By Sarah Cotterill
It’s critically important for Wayfair to understand the causal impact on customer’s future spend of various customer actions, like downloading our mobile app, subscribing/unsubscribing from our email list, or purchasing in different product classes. These estimates not only inform strategic business decisions at a high-level, such as what the value proposition of various offerings should be, but they also inform our marketing efforts on a customer-level. For example, when deciding whether to speak to customers about our in-home Assembly, extended Warranty, or Wedding Registry, we’d like to consider both how relevant these offerings are to the customer as well as the longer-term incremental value associated with successfully cross-selling them.
One of the challenges in estimating the longer-term impact, or halo effects, of such actions is that we often cannot conduct randomized experiments (i.e. we cannot randomly assign some customers to purchase in-home assembly services, and withhold those services from others). Instead, we have to employ statistical techniques to try to recover causal estimates from observational data.
The second big challenge is that these causal estimates should be produced in a highly consistent and scalable way, even as the portfolio of events for which we'd like to measure halo effects grows to 200+. In addition, we’d like to produce updated estimates on a frequent basis with little or no dedicated analytic resources for each successive refresh. In this post, we discuss these challenges in more detail, as well as the output of our efforts, our Halo Effects Platform, which offers a number of benefits:
- Automation, efficiency, and standardization: The platform we’ve built automatically generates halo effect estimates for a portfolio of key customer “events” on a monthly basis. It also standardizes the approach to measurement, so that halo effects across events are robust & comparable.
- Better Insight: Because the platform generates estimates each month, we are able to gain long-term insight into how the halo effect of each event changes with shifts in the business and marketing strategy, the underlying customer base, etc.
- Scalability: Because the platform we’ve built is modular and generalizable, it can be easily extended to accommodate additional use cases and marketing events where self-selection complicates causal inference (e.g., customer service calls, purchases in product class, etc.).
Why not run an experiment?
As noted above, these are causal questions — we are hoping to understand how much more, for example, in-home assembly service causes customers to spend over time. The gold standard for answering causal questions is the randomized experiment, where customers are randomly assigned to different treatments, and one measures differences on a KPI of interest across treatment groups. The genius of randomization is that it ensures, with a sufficient number of customers, that the only factor differing on average across treatment and control groups is the treatment itself, meaning randomization balances all other covariates (measured and unmeasured) across groups, allowing us to isolate the causal effect of the treatment on the post-treatment KPI. If we do observe a difference on our outcome metric, we can then be more confident it’s due to the causal effect of the treatment.

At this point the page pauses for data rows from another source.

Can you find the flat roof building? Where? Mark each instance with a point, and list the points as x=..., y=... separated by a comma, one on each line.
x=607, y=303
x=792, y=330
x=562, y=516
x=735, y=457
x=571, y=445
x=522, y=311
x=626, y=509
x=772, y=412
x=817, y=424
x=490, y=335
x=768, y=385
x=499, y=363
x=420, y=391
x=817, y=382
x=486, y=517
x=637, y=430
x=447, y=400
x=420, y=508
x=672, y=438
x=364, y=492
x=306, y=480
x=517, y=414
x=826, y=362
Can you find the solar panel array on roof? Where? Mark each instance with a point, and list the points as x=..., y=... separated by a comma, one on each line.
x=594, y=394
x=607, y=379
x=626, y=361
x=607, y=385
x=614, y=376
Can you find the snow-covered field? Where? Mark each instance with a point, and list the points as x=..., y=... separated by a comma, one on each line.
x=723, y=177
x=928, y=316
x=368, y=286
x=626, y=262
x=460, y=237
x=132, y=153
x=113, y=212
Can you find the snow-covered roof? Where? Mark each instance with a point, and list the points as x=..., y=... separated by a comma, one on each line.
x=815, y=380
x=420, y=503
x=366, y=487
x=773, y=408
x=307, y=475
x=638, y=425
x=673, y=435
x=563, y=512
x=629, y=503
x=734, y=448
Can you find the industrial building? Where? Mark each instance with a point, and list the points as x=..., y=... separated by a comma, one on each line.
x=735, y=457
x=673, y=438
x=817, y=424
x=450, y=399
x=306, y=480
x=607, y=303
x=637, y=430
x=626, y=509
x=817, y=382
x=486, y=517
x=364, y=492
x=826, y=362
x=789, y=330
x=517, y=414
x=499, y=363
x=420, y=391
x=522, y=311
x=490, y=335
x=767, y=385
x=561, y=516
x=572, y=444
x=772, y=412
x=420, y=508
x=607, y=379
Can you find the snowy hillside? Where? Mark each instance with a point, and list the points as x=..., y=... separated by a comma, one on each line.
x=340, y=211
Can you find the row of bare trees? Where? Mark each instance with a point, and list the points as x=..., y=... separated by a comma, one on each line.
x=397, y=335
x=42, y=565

Unfortunately, as mentioned in the overview, in many situations it is difficult or impossible to run a randomized experiment. We can’t, for example, for logical reasons, randomly assign new customers to buy a baby crib vs. an area rug as a first purchase (nor would giving cribs vs. area rugs away for free work, both due to practicality constraints, and as receiving the item as a windfall is psychologically different than deciding through free will to make the purchase). It’s also the case that people are self-selecting into these crib purchases in non-random ways -- for example, customers purchasing cribs might be more likely on average than customers purchasing area rugs to be expanding their families and have a need for more nursery furniture in the near future. It then becomes difficult to say whether any lift in revenue we observe post crib purchase is due to the effect of the crib, per se, or the pre-existing differences in life-stages across the groups of customers that purchase cribs vs. area rugs.
We therefore have to work to recover causal estimates from observational (non-randomized) historical data. Many approaches involve computing a set of features and then matching like-for-like customers, some of whom happen to opt into an event and some of whom don't. However, there is substantial variability in 1) the selection of features used for matching, and 2) how the matching is actually done.
What do we match on?
Which set of variables should you match on? Should you, for example, find customers with equivalent likelihood of being treated (i.e., match on features predictive of treatment)? Should you find customers with equivalent pre-treatment propensity to make purchases (i.e., match on features predictive of outcome)? Here we leveraged recent work on causal inference suggesting that matching on features strongly predictive of the treatment and weakly predictive of the outcome can actually enhance bias (see also here and here ). Intuitively, this is because by reducing the amount of variance these features are able to explain in the treatment to zero, 1) we reduce bias with respect to these variables but 2) we force the variance that remains in the treatment variable to be entirely explained by remaining, and perhaps unobserved, confounders.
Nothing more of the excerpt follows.